I’m furious. I’m really angry. I’m angry in a knocking down sandcastles and punching Daniel LaRusso in the face and talking smack about him to his girl kind of way.
I’m not an angry person generally, but I can’t stand what’s happening to my industry.
I know software development. I’ve been doing it for 25 years, maybe even 28 years if you count market research tabulation on amber monochrome screens. Yes, I’m old. I’m a middle-aged programming nerd. My entire life and personal identity are wrapped up in this programming thing for better or worse. I thrive off the dopamine hits from shipping cool things.
I was an early adopter of AI coding and a fan until maybe two months ago, when I read the METR study and suddenly got serious doubts. In that study, the authors discovered that developers were unreliable narrators of their own productivity. They thought AI was making them 20% faster, but it was actually making them 19% slower. This shocked me because I had just told someone the week before that I thought AI was only making me about 25% faster, and I was bummed it wasn’t a higher number. I was only off by 5% from the developer’s own incorrect estimates.
This was unsettling. It was impossible not to question if I too were an unreliable narrator of my own experience. Was I hoodwinked by the screens of code flying by and had no way of quantifying whether all that reading and reviewing of code actually took more time in the first place than just doing the thing myself?
So, I started testing my own productivity using a modified methodology from that study. I’d take a task and I’d estimate how long it would take to code if I were doing it by hand, and then I’d flip a coin, heads I’d use AI, and tails I’d just do it myself. Then I’d record when I started and when I ended. That would give me the delta, and I could use the delta to build AI vs no AI charts, and I’d see some trends. I ran that for six weeks, recording all that data, and do you know what I discovered?

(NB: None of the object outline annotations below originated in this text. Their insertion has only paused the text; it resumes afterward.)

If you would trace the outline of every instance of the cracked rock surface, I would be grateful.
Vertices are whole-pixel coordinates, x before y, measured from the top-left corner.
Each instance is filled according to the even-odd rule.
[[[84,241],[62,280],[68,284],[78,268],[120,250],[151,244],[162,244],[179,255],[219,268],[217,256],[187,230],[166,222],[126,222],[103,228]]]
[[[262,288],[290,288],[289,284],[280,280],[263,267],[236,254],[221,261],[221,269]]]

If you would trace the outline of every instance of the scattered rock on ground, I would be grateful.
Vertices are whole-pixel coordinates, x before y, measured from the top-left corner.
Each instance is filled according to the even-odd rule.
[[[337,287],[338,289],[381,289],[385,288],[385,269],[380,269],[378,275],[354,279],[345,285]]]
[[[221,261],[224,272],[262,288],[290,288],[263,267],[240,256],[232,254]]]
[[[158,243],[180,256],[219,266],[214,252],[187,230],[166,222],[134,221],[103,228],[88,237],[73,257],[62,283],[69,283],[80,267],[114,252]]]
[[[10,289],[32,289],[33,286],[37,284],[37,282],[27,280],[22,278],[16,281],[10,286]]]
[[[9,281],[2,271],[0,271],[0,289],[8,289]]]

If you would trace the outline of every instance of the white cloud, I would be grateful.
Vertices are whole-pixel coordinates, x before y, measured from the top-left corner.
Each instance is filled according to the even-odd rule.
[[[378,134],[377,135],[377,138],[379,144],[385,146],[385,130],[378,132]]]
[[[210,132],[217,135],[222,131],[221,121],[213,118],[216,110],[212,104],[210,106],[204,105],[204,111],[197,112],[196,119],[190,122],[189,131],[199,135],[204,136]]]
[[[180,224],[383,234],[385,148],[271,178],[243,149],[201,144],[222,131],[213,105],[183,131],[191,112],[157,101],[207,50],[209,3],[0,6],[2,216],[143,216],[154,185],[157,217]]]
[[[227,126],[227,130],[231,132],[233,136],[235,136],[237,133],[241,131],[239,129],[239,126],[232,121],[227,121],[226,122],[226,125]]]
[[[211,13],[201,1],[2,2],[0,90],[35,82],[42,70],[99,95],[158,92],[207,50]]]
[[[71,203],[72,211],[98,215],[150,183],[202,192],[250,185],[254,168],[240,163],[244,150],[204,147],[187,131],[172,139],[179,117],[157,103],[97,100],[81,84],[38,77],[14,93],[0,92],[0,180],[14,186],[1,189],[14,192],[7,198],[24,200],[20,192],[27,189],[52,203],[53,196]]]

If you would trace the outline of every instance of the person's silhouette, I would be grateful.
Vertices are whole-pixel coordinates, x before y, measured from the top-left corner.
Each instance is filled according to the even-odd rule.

I discovered that the data isn’t statistically significant at any meaningful level. That I would need to record new datapoints for another four months just to prove if AI was speeding me up or slowing me down at all. It’s too neck-in-neck.
That lack of differentiation between the groups is really interesting though. Yes, it’s a limited sample and could be chance, but also so far AI appears to slow me down by a median of 21%, exactly in line with the METR study. I can say definitively that I’m not seeing any massive increase in speed (i.e., 2x) using AI coding tools. If I were, the results would be statistically significant and the study would be over.
That’s really disappointing.
I wish the AI coding dream were true. I wish I could make every dumb coding idea I ever had a reality. I wish I could make a fretboard learning app on Monday, a Korean trainer on Wednesday, and a video game on Saturday. I’d release them all. I’d drown the world in a flood of shovelware like the world had never seen. Well, I would — if it worked.
It turns out, though, and I’ve collected a lot of data on this, it doesn’t just not work for me, it doesn’t work for anyone, and I’m going to prove that.
But first, let’s examine how extreme and widespread these productivity claims are. Cursor’s tagline is “Built to make you extraordinarily productive.” Claude Code’s is “Build Better Software Faster.” GitHub Copilot’s is “Delegate like a boss.” Google says their LLMs make their developers 25% faster. OpenAI makes their own bombastic claims about their coding efficiencies and studies. And my fellow developers themselves are no better, with 14% claiming they’re seeing a 10x increase in output due to AI.
“Delegate like a boss” – Github Copilot
These claims wouldn't matter if the topic weren't so deadly serious. Tech leaders everywhere are buying into the FOMO, convinced their competitors are getting massive gains they're missing out on. This drives them to rebrand as AI-First companies, justify layoffs with newfound productivity narratives, and lowball developer salaries under the assumption that AI has fundamentally changed the value equation.
And yet, despite the most widespread adoption one could imagine, these tools don’t work.